Adolescents engage in pathological gambling
Most adults with a gambling problem began playing as adolescents. Prevention of pathological gambling must start in the teenage years. The risk factors for pathological gambling are similar to those of other addictive behaviors, including low self-esteem, high rates of depression, and weak coping skills. Rizeanu also highlighted the negative effects of gambling on children’s psycho-cognitive development. There are three main categories of prevention: primary, secondary, and tertiary.
Prevention and education are critical aspects of the solution. The earliest age at which adolescents have been reported to begin gambling is seven years old. Prevention programs for pathological gambling should target the schools, as well as other community activities. But these are only part of the solution. It will take more than prevention and education to help prevent gambling. It will take a combination of approaches to prevent problem gambling in youth. Here are some ideas.
Adults engage in compulsive gambling
An estimated 1 to 3 percent of adult Americans engage in compulsive gambling. This condition tends to be more common among men than women, and is accompanied by substance abuse, depression, anxiety, and even suicidal thoughts. It also has severe consequences for an individual’s physical and psychological health, including financial ruin, divorce, job loss, and heart attacks. Further, it can affect one’s relationships and lead to suicidal thoughts.
The prevalence of problem gambling is much higher among young adults than among adults, according to the Texas Council on Problem and Compulsive Gambling. However, some people may have been able to gamble occasionally without suffering serious consequences.
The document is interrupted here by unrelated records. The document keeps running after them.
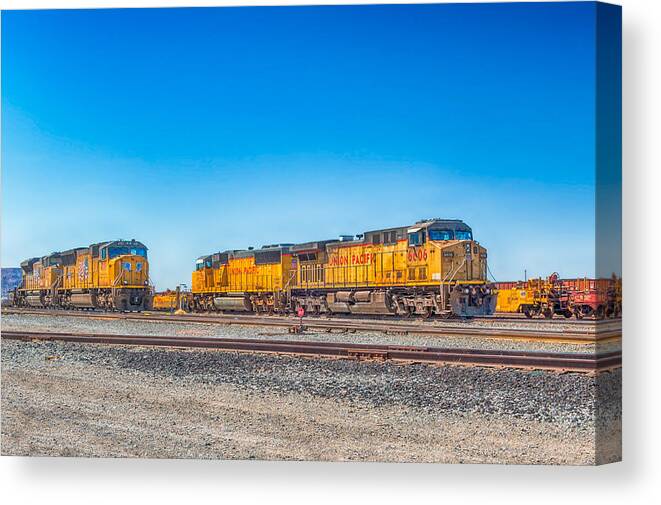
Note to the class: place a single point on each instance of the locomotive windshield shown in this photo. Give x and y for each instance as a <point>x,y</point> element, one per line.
<point>121,251</point>
<point>450,235</point>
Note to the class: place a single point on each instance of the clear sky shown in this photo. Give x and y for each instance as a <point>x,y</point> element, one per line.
<point>199,130</point>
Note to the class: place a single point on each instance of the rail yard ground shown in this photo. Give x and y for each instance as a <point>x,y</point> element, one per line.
<point>96,400</point>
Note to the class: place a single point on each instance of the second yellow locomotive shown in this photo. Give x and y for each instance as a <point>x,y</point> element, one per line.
<point>433,267</point>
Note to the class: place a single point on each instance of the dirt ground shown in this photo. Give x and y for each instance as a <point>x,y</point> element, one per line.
<point>72,400</point>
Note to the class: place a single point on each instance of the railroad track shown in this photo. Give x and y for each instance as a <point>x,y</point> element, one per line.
<point>588,334</point>
<point>562,362</point>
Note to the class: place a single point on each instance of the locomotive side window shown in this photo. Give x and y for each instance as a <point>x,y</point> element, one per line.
<point>120,251</point>
<point>440,235</point>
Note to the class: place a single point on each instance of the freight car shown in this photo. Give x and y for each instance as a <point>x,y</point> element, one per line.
<point>598,298</point>
<point>108,275</point>
<point>433,267</point>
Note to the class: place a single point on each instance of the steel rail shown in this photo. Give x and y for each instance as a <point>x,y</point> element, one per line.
<point>587,363</point>
<point>588,335</point>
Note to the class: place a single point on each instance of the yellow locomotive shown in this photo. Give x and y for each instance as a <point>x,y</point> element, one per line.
<point>109,275</point>
<point>433,267</point>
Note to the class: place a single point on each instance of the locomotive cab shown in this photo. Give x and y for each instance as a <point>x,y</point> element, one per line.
<point>124,263</point>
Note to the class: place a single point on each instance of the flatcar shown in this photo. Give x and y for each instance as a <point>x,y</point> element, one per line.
<point>110,275</point>
<point>433,267</point>
<point>581,297</point>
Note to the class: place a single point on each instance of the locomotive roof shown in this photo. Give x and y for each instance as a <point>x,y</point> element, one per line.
<point>451,224</point>
<point>120,243</point>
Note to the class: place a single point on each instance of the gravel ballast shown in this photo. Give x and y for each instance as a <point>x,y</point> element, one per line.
<point>95,400</point>
<point>63,323</point>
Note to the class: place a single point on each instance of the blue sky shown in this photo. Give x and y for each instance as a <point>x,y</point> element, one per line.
<point>198,130</point>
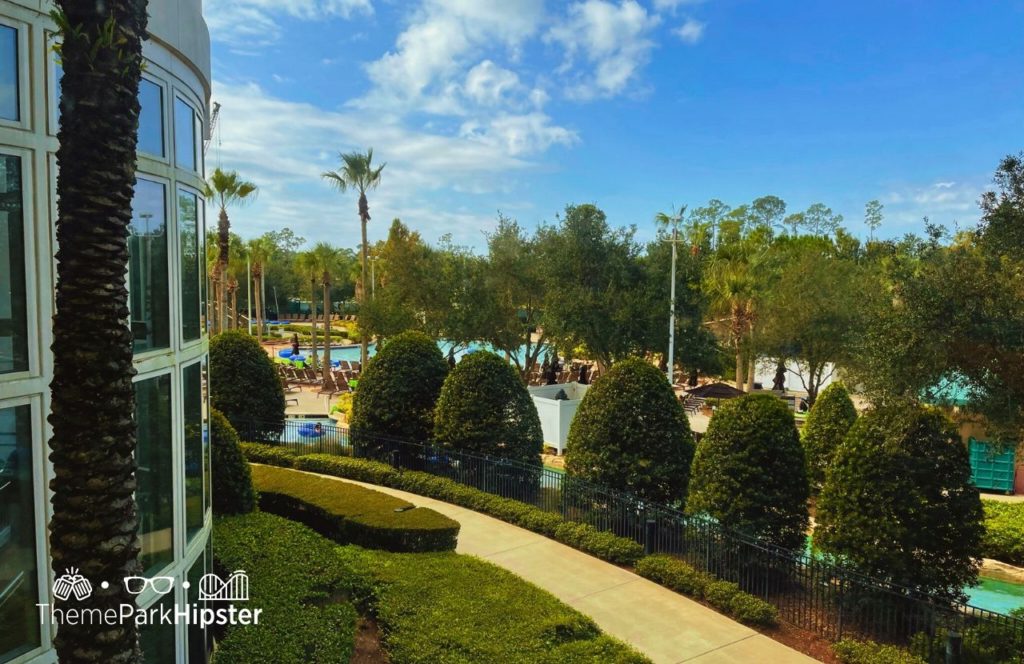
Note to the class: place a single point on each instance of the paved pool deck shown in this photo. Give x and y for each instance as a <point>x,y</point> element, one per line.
<point>664,625</point>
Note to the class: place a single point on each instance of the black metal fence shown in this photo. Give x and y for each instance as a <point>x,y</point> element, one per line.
<point>809,590</point>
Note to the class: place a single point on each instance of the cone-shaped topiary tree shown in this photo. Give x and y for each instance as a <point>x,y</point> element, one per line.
<point>397,391</point>
<point>829,419</point>
<point>750,473</point>
<point>232,481</point>
<point>898,502</point>
<point>631,433</point>
<point>245,385</point>
<point>484,408</point>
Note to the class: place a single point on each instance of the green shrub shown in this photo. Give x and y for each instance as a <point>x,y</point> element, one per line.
<point>448,608</point>
<point>245,385</point>
<point>675,575</point>
<point>349,513</point>
<point>631,433</point>
<point>898,503</point>
<point>749,471</point>
<point>854,652</point>
<point>606,546</point>
<point>753,611</point>
<point>232,483</point>
<point>268,454</point>
<point>829,419</point>
<point>484,408</point>
<point>396,393</point>
<point>1004,539</point>
<point>297,580</point>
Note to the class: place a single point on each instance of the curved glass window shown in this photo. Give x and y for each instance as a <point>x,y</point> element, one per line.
<point>147,281</point>
<point>155,495</point>
<point>18,615</point>
<point>13,315</point>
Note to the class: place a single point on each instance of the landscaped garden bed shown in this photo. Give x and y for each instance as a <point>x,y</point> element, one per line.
<point>430,607</point>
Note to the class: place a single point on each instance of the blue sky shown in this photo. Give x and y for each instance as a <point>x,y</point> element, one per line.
<point>480,106</point>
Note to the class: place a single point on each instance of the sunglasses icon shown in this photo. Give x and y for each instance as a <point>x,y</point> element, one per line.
<point>160,585</point>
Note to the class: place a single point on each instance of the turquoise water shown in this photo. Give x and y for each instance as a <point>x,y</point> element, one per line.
<point>1000,596</point>
<point>351,353</point>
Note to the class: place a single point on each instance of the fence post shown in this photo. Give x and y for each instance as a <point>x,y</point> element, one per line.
<point>650,532</point>
<point>954,648</point>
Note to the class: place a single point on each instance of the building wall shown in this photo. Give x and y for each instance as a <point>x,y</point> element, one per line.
<point>167,284</point>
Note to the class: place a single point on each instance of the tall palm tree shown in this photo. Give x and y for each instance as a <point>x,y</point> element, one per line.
<point>226,189</point>
<point>327,263</point>
<point>308,266</point>
<point>260,250</point>
<point>95,522</point>
<point>357,172</point>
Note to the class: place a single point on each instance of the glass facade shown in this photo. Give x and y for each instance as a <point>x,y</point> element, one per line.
<point>9,107</point>
<point>151,118</point>
<point>147,277</point>
<point>185,136</point>
<point>192,377</point>
<point>13,314</point>
<point>155,494</point>
<point>189,232</point>
<point>18,616</point>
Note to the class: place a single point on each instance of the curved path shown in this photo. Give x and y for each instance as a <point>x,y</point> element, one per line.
<point>662,624</point>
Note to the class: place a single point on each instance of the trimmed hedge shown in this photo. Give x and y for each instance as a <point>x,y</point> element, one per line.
<point>444,608</point>
<point>723,595</point>
<point>232,484</point>
<point>296,579</point>
<point>854,652</point>
<point>1004,538</point>
<point>606,546</point>
<point>348,513</point>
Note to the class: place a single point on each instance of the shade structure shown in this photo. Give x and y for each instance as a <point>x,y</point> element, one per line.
<point>716,390</point>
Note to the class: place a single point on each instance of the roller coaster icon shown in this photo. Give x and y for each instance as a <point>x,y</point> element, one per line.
<point>235,588</point>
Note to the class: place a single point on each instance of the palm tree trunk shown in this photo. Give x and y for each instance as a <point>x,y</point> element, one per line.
<point>95,523</point>
<point>327,330</point>
<point>364,341</point>
<point>312,318</point>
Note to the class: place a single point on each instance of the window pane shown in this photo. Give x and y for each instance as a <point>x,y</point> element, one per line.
<point>197,635</point>
<point>147,282</point>
<point>184,135</point>
<point>193,379</point>
<point>157,639</point>
<point>8,74</point>
<point>151,118</point>
<point>13,316</point>
<point>18,616</point>
<point>188,230</point>
<point>155,496</point>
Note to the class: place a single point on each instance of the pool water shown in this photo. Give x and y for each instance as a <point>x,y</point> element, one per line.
<point>1000,596</point>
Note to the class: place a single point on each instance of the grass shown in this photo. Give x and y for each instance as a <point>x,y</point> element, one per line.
<point>432,608</point>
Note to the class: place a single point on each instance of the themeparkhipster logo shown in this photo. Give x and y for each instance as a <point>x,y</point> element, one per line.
<point>72,586</point>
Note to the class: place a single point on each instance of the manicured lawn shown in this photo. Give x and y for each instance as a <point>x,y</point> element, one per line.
<point>432,608</point>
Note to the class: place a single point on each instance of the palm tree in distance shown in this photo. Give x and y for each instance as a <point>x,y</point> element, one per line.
<point>94,527</point>
<point>226,189</point>
<point>327,263</point>
<point>357,172</point>
<point>308,268</point>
Others use gambling as a way to get over financial problems. Despite these risks, many people gamble to relieve the stress of everyday life. And while it is important to understand the causes of compulsive gambling, it is important to seek help when necessary.
Youth engage in problem gambling
Public health approaches to problem gambling are slow to emerge, largely because of the complexity of the subject. While this phenomenon is similar to that of tobacco and alcohol abuse, it is less visible and masked by a variety of myths and popular perceptions. The success of advertising and mass media in promoting gambling has also contributed to this phenomenon. Therefore, a more comprehensive public health approach to problem gambling is needed to tackle the issue.
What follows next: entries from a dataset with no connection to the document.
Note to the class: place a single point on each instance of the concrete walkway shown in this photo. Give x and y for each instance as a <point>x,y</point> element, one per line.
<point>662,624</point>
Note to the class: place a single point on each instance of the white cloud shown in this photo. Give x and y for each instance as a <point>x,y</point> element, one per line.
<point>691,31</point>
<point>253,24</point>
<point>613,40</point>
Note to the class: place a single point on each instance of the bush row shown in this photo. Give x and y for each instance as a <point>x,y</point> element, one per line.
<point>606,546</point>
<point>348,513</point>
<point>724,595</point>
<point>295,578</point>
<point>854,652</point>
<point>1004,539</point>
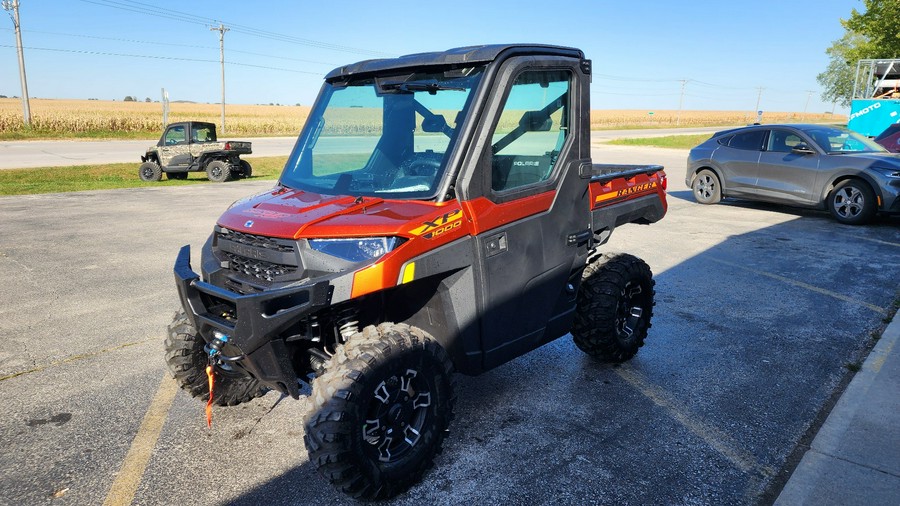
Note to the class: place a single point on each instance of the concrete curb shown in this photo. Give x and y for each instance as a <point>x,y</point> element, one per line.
<point>855,457</point>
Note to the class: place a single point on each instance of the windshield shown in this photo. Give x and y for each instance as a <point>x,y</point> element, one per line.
<point>386,136</point>
<point>839,140</point>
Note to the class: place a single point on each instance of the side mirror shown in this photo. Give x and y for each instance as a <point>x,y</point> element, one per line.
<point>802,148</point>
<point>536,121</point>
<point>434,123</point>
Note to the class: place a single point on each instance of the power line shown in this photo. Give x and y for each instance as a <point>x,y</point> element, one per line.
<point>172,58</point>
<point>176,44</point>
<point>152,10</point>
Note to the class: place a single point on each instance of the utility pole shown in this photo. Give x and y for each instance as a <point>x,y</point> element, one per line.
<point>758,100</point>
<point>680,103</point>
<point>12,7</point>
<point>221,29</point>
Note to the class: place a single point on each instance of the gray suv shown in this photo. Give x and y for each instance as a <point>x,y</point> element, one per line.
<point>817,166</point>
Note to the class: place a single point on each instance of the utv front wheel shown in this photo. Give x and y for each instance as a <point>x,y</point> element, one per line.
<point>187,362</point>
<point>218,171</point>
<point>614,307</point>
<point>246,169</point>
<point>150,171</point>
<point>380,411</point>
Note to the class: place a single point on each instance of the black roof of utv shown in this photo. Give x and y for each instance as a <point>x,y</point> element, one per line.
<point>458,56</point>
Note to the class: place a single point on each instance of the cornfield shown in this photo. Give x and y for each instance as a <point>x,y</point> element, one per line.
<point>96,118</point>
<point>611,119</point>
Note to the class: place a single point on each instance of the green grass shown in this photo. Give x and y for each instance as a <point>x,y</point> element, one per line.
<point>110,176</point>
<point>669,141</point>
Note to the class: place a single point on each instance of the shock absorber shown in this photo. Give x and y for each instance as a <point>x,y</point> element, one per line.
<point>347,323</point>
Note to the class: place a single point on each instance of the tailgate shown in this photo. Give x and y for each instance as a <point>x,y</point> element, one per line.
<point>239,147</point>
<point>627,194</point>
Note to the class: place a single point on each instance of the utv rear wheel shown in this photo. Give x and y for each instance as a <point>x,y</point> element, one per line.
<point>150,171</point>
<point>380,411</point>
<point>852,202</point>
<point>246,169</point>
<point>218,171</point>
<point>187,362</point>
<point>614,307</point>
<point>706,187</point>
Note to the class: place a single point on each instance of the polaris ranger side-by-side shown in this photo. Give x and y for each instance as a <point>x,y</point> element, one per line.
<point>439,213</point>
<point>192,146</point>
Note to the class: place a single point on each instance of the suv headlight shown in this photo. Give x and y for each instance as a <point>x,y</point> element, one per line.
<point>357,249</point>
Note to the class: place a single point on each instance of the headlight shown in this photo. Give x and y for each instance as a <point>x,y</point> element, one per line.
<point>356,249</point>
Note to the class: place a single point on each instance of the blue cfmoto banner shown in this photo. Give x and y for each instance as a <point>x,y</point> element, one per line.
<point>871,117</point>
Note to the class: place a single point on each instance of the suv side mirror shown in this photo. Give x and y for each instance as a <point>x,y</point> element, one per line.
<point>802,148</point>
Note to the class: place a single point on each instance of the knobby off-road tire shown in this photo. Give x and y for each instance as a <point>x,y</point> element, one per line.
<point>187,362</point>
<point>706,187</point>
<point>150,172</point>
<point>614,307</point>
<point>218,171</point>
<point>380,411</point>
<point>852,202</point>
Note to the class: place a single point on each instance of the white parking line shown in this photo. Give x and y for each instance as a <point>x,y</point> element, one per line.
<point>801,284</point>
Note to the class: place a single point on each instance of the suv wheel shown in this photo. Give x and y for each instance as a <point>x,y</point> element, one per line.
<point>150,171</point>
<point>187,362</point>
<point>706,187</point>
<point>852,202</point>
<point>380,411</point>
<point>614,307</point>
<point>218,171</point>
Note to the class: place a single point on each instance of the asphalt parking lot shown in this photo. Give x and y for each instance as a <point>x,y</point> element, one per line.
<point>759,311</point>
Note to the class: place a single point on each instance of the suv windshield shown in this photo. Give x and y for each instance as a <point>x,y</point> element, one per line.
<point>839,140</point>
<point>383,136</point>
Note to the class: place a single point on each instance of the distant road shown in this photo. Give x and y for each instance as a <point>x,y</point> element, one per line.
<point>26,154</point>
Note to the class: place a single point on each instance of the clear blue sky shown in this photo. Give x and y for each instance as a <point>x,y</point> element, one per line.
<point>278,50</point>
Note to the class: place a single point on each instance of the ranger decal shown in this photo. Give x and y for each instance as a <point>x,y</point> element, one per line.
<point>626,192</point>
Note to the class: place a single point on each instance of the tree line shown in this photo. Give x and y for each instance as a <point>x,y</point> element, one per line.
<point>871,34</point>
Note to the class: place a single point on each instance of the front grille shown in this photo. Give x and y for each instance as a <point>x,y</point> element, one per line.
<point>257,241</point>
<point>259,269</point>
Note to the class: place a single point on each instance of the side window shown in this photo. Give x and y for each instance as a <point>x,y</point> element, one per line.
<point>782,141</point>
<point>203,134</point>
<point>531,130</point>
<point>175,135</point>
<point>748,140</point>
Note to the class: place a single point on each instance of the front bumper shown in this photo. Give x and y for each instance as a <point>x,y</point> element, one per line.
<point>253,323</point>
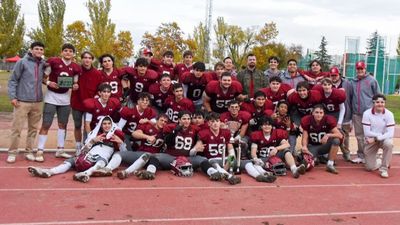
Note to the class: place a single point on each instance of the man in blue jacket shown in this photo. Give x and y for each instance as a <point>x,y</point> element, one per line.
<point>25,93</point>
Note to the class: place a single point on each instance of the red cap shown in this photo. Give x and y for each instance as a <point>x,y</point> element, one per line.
<point>147,51</point>
<point>360,65</point>
<point>334,71</point>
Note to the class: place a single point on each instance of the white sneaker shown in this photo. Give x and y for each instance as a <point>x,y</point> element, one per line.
<point>29,156</point>
<point>62,154</point>
<point>358,160</point>
<point>11,158</point>
<point>384,174</point>
<point>39,156</point>
<point>38,172</point>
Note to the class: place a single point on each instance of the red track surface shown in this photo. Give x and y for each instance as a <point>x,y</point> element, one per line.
<point>352,197</point>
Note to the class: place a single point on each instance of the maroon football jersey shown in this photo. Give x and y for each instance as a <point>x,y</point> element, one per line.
<point>250,107</point>
<point>264,145</point>
<point>317,131</point>
<point>180,69</point>
<point>332,102</point>
<point>214,145</point>
<point>140,83</point>
<point>184,140</point>
<point>280,95</point>
<point>114,80</point>
<point>159,97</point>
<point>172,108</point>
<point>167,69</point>
<point>219,100</point>
<point>88,82</point>
<point>132,117</point>
<point>94,107</point>
<point>59,69</point>
<point>150,129</point>
<point>195,86</point>
<point>305,106</point>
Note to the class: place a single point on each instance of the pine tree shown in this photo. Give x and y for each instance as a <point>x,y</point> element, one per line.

While the majority of gambling activities are peer-related, older youth engage in a wider range of activities than younger youth. Lotteries and arcade games are popular choices among older youth, and Great Britain recently introduced slot machines to family leisure centres and arcades. Despite the risks associated with gambling, it has been shown that youth who engage in problem gambling are more likely to have started playing the game at a younger age, live in homes with gambling parents, or be without two parents.
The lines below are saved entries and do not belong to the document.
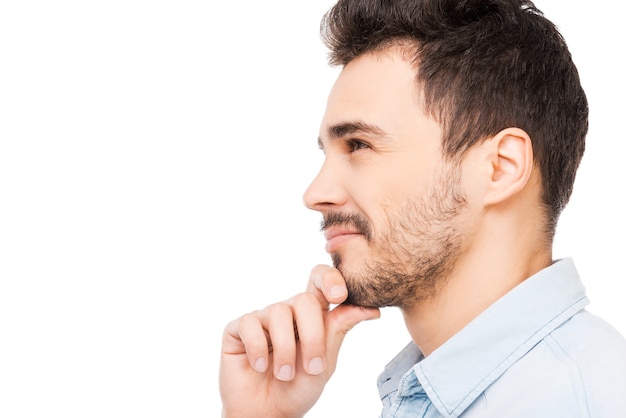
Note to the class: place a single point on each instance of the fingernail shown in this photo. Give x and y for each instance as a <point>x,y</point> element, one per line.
<point>284,373</point>
<point>316,366</point>
<point>337,291</point>
<point>260,365</point>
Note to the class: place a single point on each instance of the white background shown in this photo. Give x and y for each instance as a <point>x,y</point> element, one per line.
<point>153,155</point>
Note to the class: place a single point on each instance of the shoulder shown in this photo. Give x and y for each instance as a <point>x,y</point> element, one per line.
<point>578,370</point>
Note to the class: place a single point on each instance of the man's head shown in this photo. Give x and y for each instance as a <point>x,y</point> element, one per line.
<point>424,83</point>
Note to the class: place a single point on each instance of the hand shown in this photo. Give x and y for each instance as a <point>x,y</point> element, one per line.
<point>276,361</point>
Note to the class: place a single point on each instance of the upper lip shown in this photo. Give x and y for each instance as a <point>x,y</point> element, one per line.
<point>335,231</point>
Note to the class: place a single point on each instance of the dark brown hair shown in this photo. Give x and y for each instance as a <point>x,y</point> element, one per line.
<point>482,66</point>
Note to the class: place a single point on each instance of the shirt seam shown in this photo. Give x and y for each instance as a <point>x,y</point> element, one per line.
<point>499,369</point>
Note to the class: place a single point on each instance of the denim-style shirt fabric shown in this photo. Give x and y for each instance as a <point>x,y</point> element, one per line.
<point>535,353</point>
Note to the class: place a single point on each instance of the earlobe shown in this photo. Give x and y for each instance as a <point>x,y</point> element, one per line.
<point>512,164</point>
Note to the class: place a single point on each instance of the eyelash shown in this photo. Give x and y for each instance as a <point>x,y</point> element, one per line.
<point>355,145</point>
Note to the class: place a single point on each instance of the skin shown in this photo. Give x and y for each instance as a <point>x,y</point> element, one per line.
<point>373,173</point>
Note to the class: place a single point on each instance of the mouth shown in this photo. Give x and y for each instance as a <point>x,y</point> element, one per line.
<point>336,237</point>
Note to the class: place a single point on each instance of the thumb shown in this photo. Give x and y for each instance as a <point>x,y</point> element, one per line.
<point>341,320</point>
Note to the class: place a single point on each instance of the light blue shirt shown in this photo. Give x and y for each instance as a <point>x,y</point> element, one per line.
<point>534,353</point>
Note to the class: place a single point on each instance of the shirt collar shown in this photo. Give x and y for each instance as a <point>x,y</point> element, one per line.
<point>457,372</point>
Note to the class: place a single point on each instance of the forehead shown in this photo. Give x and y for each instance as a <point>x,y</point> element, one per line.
<point>376,88</point>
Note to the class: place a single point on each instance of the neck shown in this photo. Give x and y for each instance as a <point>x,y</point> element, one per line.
<point>495,264</point>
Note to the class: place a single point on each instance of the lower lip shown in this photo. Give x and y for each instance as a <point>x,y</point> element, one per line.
<point>333,244</point>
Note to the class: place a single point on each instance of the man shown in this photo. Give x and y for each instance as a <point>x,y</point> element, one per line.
<point>451,137</point>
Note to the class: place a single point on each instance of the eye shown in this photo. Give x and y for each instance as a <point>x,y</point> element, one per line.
<point>355,145</point>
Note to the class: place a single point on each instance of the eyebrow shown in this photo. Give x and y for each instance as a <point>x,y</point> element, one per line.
<point>340,130</point>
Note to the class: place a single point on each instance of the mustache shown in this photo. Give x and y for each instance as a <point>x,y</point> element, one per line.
<point>353,220</point>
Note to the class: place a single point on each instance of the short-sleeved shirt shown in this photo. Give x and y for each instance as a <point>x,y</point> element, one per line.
<point>534,353</point>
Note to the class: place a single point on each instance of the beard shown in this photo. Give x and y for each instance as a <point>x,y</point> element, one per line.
<point>419,248</point>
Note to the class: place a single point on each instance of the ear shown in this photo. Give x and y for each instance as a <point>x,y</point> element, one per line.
<point>511,157</point>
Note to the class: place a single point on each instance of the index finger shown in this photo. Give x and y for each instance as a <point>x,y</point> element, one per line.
<point>327,284</point>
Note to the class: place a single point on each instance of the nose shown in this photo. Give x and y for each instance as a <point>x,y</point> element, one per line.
<point>326,190</point>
Gambling addiction affects an individual’s entire life. If unchecked, it can lead to financial ruin, loss of home and business, or even child custody. Substance abuse can mask the symptoms of gambling addiction, but it can also damage the body and negatively affect the patient’s mood. Fortunately, treatment options for gambling addiction are available. Here are a few ways to help your loved one recover from the scourge of compulsive gambling.
Therapy can help a person identify their patterns and understand the effects of their behavior. Cognitive behavioral therapy focuses on challenging harmful gambling thoughts and behaviours. Another effective option is support groups, similar to AA and NA. These groups help people identify their triggers and learn coping strategies that can help them stop gambling. Psychotherapy is not for everyone, but it can be very helpful for some people. To determine if this type of treatment is right for you, contact a qualified addiction counselor.